La capacità di essere consapevoli è presente in ogni uno di noi. L’attenzione cosciente è il nostro stato naturale, lo dimostra il fatto che la maggior parte dei bambini vive nel presente, praticando la pratica della consapevolezza, e lo fa meglio e più facilmente degli adulti. Come tutte le abilità, l’attenzione cosciente, una volta recuperata, ha bisogno di essere coltivata e allenata, in maniera regolare, fino ad arrivare riappropriarci di ogni singolo istante della nostra vita, bello o brutto che sia. La maggior parte del tempo, sprechiamo una grande quantità di energia in maniera del tutto inconsapevole, a reagire automaticamente agli eventi esterni. Essere consapevoli, significa vedere con chiarezza ciò che cerchiamo, come viviamo, quindi focalizzare le nostre energie nella direzione più

opportuna e apportare i cambiamenti necessari che ci permettono di guarire e migliorare. All’interno di ognuno di noi, esiste uno spazio di profonda calma e di chiarezza. Questo luogo è sempre accessibile e presente, qualsiasi siano i problemi che si stanno vivendo.

Se la capacità di essere consapevoli delle nostre azioni è realmente presente in ognuno di noi, allora forse servirebbe soltanto una forma di allenamento per svilupparla al pari dei tanti muscoli che alleniamo in palestra per rimanere tonici e prestanti. Perché anche la buona coscienza non dovrebbe essere esposta proprio come un bel fisico da palestrato?
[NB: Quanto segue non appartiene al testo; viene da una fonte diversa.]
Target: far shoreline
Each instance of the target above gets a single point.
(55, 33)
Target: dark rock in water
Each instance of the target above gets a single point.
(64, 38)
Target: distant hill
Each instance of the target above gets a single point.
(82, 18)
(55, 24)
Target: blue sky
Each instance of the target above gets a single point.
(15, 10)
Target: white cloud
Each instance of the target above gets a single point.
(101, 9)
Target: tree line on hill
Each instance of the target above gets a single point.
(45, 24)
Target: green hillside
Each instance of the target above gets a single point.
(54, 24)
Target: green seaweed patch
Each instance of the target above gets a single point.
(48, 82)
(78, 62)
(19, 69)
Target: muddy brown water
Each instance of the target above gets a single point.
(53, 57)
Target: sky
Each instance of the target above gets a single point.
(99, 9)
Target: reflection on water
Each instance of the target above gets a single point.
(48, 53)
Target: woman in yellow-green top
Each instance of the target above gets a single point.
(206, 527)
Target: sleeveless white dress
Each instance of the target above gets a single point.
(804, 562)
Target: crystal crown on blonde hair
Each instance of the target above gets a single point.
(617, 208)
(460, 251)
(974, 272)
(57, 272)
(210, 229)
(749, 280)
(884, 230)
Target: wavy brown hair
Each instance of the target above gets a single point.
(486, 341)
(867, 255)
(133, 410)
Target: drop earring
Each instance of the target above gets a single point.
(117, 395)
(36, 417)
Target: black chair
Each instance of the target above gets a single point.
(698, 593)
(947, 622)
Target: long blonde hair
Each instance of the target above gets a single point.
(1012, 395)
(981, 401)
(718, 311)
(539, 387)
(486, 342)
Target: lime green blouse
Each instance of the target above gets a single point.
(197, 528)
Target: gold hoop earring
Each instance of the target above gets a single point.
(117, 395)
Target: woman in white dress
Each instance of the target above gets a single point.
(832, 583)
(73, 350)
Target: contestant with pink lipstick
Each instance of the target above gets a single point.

Dal momento che anche la coscienza va formata e allenata continuamente, sarà importante cogliere quali modalità servono per comportarsi in maniera corretta, quali norme etiche serve evidenziare in modo che le scelte di vita siano conformi al raggiungimento del bene comune. Le norme in fondo sono semplici, le conosciamo bene tutti, anche se sono nascoste dentro le nostre coscienze, basta solo imparare a leggerle e a comportarci di conseguenza. Non è impossibile sviluppare una bella coscienza palestrata!